Rotate triangle ABC around the origin
How do you get from triangle ABC (blue) to triangle ABC (red)
The instructions are to rotate it $270$ degrees
I am trying to help a friend but forgot how to do this?

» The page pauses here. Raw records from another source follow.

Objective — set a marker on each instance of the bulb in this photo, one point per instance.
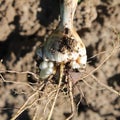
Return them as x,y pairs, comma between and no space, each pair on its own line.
64,44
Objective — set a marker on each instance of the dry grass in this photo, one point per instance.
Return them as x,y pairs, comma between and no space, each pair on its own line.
47,93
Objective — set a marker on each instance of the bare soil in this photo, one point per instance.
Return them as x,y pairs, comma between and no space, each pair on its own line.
25,24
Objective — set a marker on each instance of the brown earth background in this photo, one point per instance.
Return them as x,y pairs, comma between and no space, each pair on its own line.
24,24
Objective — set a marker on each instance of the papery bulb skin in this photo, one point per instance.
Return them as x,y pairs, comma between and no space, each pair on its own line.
64,44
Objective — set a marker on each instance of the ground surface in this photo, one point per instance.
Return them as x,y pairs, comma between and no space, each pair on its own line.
24,24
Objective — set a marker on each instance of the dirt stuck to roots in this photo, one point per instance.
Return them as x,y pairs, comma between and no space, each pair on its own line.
23,27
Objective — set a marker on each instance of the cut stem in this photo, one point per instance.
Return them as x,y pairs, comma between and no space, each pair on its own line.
67,10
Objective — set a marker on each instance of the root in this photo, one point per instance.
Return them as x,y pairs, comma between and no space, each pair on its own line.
55,99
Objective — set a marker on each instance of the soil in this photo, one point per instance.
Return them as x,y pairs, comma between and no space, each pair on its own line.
25,24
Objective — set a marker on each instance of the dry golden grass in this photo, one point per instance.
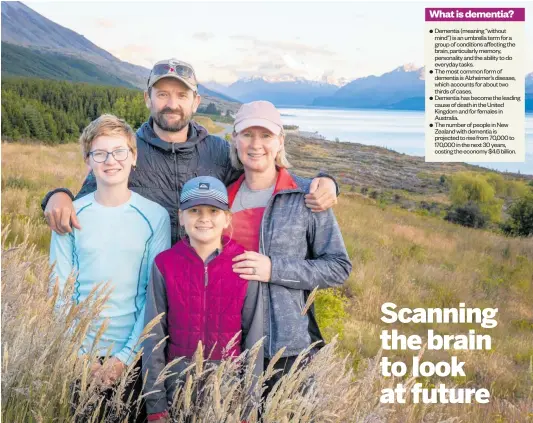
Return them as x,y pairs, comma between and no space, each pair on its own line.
398,256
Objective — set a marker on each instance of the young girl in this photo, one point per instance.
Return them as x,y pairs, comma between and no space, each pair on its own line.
121,234
194,285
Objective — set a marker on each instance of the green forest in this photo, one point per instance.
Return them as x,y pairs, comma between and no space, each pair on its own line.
57,111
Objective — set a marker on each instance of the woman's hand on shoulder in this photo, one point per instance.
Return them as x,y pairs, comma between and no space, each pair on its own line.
253,266
322,194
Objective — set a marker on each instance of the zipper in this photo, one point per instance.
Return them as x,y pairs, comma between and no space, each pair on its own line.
206,280
176,180
262,251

Is it using a formula?
2 Answers
$\begingroup$$\triangle ABC$ $ \rightarrow$ $\triangle A'B'C'.$
$x,y$ $\rightarrow$ $ x',y'$, a rotation about the origin by $\alpha =90°$, clockwise:
1)$x' = x\cos(\alpha) +y\sin(\alpha)$.
2)$y' = -x\sin(\alpha) + y\cos(\alpha)$,
$\alpha = 90°.$
$A(-2,3)$ $ \rightarrow$ $A'(3,2)$.
$B(-2,0)$ $\rightarrow$ $B'(0,2).$
$C(-4,2)$ $\rightarrow$ $C'(2,4).$
Can you derive 1),2) from scratch?
$\endgroup$ $\begingroup$Think of the vertices as being complex numbers.
- $A=-2+3\,i$
- $B=-2+0\,i$
- $C=-4+2\,i$
Each point may be rotated $270^\circ$ or $\frac{3\pi}{2}$ radians about the pole $0$ by multiplying by
$$e^{\frac{3\pi}{2}i}=\cos\left(\frac{3\pi}{2}\right)+i\,\sin\left(\frac{3\pi}{2}\right)=-i$$
This gives
- $A^\prime=3+2\,i$
- $B^\prime=2\,i$
- $C^\prime=2+4\,i$